Then, the physical portion began. Neither opponent was provided with headgear at the start — something Swanberg remembers being promised beforehand — but nevertheless, both men began “throwing wild punches” in a fight he said “felt real.”
“It was a brutal slaying of Devin,” said League. “And Devin was really mad at the end of it. He had knocked his [eye] contact out, and he shouldn’t have been wearing contacts.” The safety risks of wearing contact lenses during combat sports have been debated, with some medical professionals believing they increase the likelihood of injury.

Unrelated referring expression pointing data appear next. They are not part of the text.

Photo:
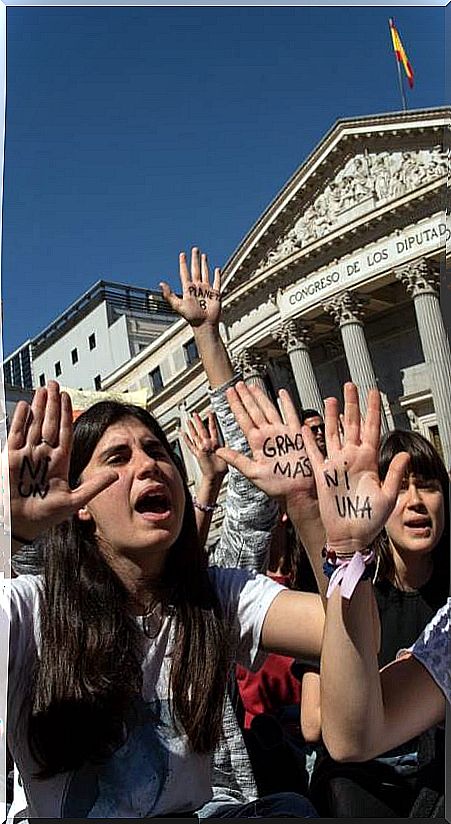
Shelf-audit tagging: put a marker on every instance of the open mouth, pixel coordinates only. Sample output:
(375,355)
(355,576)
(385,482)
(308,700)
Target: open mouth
(420,524)
(153,505)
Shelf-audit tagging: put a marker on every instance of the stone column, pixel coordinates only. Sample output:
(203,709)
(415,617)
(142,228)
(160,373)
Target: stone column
(251,363)
(294,335)
(347,309)
(423,285)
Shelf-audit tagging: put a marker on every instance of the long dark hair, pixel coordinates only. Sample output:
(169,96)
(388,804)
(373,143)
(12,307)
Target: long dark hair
(92,645)
(425,462)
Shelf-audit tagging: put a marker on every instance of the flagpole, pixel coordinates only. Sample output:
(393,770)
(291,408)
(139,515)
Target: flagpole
(398,66)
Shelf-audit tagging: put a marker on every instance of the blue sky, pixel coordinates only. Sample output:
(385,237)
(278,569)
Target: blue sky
(133,133)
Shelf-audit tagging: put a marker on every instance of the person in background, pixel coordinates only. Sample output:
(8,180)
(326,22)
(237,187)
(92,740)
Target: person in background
(315,422)
(380,712)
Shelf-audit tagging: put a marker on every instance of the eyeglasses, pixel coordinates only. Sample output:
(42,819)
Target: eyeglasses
(318,427)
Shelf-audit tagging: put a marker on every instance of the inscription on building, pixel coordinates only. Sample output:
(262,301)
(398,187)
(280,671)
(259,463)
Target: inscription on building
(373,260)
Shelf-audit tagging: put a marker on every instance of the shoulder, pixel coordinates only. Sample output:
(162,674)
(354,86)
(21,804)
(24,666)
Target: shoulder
(432,648)
(20,598)
(241,589)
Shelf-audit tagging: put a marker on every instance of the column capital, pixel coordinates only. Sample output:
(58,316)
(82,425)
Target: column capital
(419,278)
(293,334)
(250,362)
(346,307)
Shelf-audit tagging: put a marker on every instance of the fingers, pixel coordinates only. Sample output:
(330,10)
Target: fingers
(51,422)
(289,411)
(217,280)
(394,476)
(18,429)
(66,423)
(315,456)
(205,274)
(195,265)
(189,443)
(331,425)
(185,278)
(371,428)
(242,418)
(90,488)
(34,435)
(236,459)
(270,411)
(213,430)
(352,415)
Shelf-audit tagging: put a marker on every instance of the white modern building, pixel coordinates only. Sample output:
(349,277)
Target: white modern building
(338,279)
(105,328)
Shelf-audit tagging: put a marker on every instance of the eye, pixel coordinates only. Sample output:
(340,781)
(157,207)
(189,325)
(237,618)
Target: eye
(117,458)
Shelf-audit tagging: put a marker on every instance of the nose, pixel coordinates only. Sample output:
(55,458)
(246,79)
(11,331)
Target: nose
(414,497)
(146,465)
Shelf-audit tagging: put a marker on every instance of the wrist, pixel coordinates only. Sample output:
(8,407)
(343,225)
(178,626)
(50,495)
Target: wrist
(347,548)
(207,332)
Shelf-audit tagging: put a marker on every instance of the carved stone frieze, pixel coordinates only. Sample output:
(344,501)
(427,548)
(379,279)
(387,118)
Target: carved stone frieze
(346,307)
(419,278)
(293,334)
(362,184)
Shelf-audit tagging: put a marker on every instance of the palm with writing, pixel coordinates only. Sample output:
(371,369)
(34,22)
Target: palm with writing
(203,444)
(39,446)
(279,464)
(354,503)
(200,303)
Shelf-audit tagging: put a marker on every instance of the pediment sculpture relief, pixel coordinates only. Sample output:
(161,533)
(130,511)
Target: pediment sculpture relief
(364,183)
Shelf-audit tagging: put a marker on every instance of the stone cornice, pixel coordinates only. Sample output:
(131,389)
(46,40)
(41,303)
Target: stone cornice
(320,252)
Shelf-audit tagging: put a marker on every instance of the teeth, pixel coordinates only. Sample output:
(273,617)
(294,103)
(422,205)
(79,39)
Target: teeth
(152,503)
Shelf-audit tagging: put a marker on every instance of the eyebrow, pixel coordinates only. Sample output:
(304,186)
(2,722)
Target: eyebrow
(123,447)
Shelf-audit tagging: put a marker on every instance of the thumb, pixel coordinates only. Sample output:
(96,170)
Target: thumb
(89,489)
(170,296)
(237,460)
(395,474)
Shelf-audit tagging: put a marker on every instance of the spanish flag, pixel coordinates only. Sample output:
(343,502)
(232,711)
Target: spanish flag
(400,53)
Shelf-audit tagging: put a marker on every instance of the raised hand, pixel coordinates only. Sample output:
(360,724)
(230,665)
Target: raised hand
(203,443)
(200,303)
(353,502)
(279,465)
(39,446)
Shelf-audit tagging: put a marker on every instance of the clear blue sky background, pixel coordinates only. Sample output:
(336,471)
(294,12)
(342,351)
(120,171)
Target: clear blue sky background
(133,133)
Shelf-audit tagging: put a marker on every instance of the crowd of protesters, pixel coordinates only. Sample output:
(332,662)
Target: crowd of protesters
(298,667)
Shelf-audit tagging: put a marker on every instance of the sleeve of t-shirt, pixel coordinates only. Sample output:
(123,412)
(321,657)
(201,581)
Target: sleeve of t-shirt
(433,649)
(18,611)
(245,597)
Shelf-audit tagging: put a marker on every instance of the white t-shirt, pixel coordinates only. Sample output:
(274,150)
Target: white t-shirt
(154,772)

“He kind of dropped down to his knees and was sort of fishing around for his contact lens,” said Swanberg. “Then he requested headgear, which they were supposed to give us. To his credit, I think he was a little bit like, ‘What the fuck? We were supposed to already have this.’ So he put on his headgear but just to be a punk, I declined the headgear. That got a huge reaction from the crowd, and then we went again.”
The Debates include two boxing rounds, one minute each. By the time Faraci went down, Swanberg said the temperature in the room had shifted — and Faraci became upset.
“I immediately went up to him afterwards, and I tried to tell him that I thought that the debate was really funny,” Swanberg said. “He was not on that same level.”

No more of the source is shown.